OFF-TARGET ANTIBODIES

Quick: What do you associate with the abbreviation ‘TCR’?  Does your immunology-trained mind automatically default to ‘T-cell receptor’?  Or is your first guess ‘Tissue Cross Reactivity?  Our neural networks can deal with ambivalence and will make the right associations, eventually.  Language is imprecise by design and allows for wobble.

Things become really confusing when authors refer to “TCR cross-reactivity”. Again, neural networks to the rescue – we implicitly understand what’s meant.

This blog is about TCR = tissue cross reactivity. The term relates to the fact that antibodies sometimes lack precision targeting a certain receptor.  In some cases, there is a variable amount of give, a certain degeneracy, a bit of promiscuity.  A lack of singularity, if you will.
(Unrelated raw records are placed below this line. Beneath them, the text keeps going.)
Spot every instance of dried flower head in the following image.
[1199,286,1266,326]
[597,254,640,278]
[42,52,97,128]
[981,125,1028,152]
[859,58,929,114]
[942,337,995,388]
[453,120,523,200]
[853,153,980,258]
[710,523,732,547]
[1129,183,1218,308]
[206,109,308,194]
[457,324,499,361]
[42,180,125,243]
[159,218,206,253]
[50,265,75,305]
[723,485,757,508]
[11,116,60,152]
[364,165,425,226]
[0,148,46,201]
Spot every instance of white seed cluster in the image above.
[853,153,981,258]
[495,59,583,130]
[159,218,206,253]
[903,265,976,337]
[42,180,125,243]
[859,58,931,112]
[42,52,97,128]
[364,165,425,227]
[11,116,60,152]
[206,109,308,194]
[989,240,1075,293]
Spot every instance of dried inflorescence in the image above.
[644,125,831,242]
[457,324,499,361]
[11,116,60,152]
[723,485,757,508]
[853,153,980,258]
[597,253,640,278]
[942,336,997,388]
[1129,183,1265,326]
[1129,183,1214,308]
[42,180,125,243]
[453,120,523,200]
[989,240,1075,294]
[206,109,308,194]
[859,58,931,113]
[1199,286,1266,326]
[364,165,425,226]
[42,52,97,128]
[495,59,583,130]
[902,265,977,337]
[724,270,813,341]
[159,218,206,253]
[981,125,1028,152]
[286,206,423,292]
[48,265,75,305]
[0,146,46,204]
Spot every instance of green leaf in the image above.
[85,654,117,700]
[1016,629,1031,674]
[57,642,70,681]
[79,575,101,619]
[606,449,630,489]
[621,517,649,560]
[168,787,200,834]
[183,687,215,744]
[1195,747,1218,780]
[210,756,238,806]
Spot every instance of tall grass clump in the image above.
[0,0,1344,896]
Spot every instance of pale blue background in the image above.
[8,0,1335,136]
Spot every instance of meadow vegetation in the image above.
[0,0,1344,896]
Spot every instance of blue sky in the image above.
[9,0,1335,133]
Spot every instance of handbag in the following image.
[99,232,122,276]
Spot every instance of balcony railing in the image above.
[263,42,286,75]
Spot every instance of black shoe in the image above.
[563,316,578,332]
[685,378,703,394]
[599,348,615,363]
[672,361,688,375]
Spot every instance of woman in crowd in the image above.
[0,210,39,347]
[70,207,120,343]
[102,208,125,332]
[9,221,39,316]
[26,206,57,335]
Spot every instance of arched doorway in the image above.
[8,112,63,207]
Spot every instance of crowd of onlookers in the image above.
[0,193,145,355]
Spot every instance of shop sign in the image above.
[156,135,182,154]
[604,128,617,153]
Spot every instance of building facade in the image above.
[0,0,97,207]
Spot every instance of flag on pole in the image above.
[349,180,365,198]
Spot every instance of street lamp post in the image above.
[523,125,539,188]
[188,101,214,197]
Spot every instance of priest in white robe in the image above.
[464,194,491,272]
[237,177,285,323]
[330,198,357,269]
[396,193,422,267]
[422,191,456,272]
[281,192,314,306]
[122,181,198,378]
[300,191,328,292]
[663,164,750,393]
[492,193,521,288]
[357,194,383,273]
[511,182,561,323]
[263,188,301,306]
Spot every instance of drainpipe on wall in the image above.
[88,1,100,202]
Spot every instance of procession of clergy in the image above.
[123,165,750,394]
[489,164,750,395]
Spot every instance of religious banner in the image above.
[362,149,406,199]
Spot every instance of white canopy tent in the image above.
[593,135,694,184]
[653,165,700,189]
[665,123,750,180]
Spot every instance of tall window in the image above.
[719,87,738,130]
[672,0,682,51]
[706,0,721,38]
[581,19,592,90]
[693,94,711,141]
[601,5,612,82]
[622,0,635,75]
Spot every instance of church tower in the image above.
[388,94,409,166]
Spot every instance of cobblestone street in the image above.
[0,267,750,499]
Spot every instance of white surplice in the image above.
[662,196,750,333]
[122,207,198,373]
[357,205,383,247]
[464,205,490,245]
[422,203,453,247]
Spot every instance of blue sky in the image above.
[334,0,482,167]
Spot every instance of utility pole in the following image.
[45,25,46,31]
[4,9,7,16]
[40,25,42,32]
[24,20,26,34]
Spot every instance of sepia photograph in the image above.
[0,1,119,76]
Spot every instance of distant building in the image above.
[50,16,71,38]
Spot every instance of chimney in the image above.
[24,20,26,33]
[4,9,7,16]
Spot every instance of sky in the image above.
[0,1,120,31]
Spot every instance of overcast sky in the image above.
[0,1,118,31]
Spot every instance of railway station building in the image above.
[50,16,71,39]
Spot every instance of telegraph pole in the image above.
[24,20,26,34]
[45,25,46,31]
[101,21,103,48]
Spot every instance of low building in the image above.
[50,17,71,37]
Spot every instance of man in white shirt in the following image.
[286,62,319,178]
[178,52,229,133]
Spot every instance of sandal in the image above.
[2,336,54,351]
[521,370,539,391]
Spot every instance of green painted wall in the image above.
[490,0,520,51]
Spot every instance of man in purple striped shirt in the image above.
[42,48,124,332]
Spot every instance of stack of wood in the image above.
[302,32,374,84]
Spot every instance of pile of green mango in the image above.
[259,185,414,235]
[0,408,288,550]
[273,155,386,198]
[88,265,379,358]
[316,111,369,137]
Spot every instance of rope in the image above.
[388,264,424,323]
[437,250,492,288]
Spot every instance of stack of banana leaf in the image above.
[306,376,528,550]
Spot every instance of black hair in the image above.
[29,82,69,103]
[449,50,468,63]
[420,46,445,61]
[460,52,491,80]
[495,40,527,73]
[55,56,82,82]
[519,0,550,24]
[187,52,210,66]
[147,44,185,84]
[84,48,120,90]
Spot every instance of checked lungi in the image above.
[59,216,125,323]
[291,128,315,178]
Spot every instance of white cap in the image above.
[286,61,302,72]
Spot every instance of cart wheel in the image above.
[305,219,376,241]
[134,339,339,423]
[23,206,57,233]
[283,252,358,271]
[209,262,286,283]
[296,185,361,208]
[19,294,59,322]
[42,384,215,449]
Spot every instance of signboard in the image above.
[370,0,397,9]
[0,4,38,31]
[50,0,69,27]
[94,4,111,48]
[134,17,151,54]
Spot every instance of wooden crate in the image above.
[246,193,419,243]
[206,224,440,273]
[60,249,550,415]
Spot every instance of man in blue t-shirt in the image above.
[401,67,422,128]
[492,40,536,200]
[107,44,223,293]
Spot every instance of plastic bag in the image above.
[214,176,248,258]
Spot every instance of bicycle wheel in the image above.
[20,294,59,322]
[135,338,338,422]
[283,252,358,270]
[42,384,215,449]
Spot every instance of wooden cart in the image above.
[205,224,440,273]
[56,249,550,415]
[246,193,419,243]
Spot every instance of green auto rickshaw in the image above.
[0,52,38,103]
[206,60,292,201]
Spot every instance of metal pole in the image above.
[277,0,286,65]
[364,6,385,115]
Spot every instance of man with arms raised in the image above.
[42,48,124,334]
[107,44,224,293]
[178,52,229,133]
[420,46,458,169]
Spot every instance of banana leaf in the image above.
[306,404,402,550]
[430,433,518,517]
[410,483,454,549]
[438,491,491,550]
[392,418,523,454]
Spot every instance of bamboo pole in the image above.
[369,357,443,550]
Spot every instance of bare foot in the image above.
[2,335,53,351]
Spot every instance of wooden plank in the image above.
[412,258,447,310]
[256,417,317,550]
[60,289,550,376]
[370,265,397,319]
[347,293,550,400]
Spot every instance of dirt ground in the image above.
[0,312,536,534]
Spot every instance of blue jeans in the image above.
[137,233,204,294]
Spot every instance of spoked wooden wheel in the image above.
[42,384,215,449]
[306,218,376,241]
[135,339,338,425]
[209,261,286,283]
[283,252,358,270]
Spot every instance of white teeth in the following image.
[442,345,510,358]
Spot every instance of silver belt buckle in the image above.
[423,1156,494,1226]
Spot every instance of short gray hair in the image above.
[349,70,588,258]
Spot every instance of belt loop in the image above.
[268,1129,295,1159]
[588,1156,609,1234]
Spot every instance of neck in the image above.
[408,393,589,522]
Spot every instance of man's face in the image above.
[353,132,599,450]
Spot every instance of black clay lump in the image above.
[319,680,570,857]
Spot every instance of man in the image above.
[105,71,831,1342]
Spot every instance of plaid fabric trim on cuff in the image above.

Figure 1: From: Trier N.  Ref. [1]

A recent article by Dai et al. makes for interesting reading.[2]  It describes a rapid technique to characterize the binding of a large number of mAbs in clinical development or approved  (N=174, to be exact) to over 6,000 (!) extracellular proteins.  They found cross-reactivity (or off-target binding) with 28% of them. 

Author Aaron Ring and the Adimab team are immunology experts with deep understanding of mAb technology.  They know all about mAb specificity and/or lack thereof, often called polyreactivity or polyspecificity.  This observed high frequency of off-target engagement came probably as a surprise; the article concludes with the recommendation to test for target promiscuity early in drug development.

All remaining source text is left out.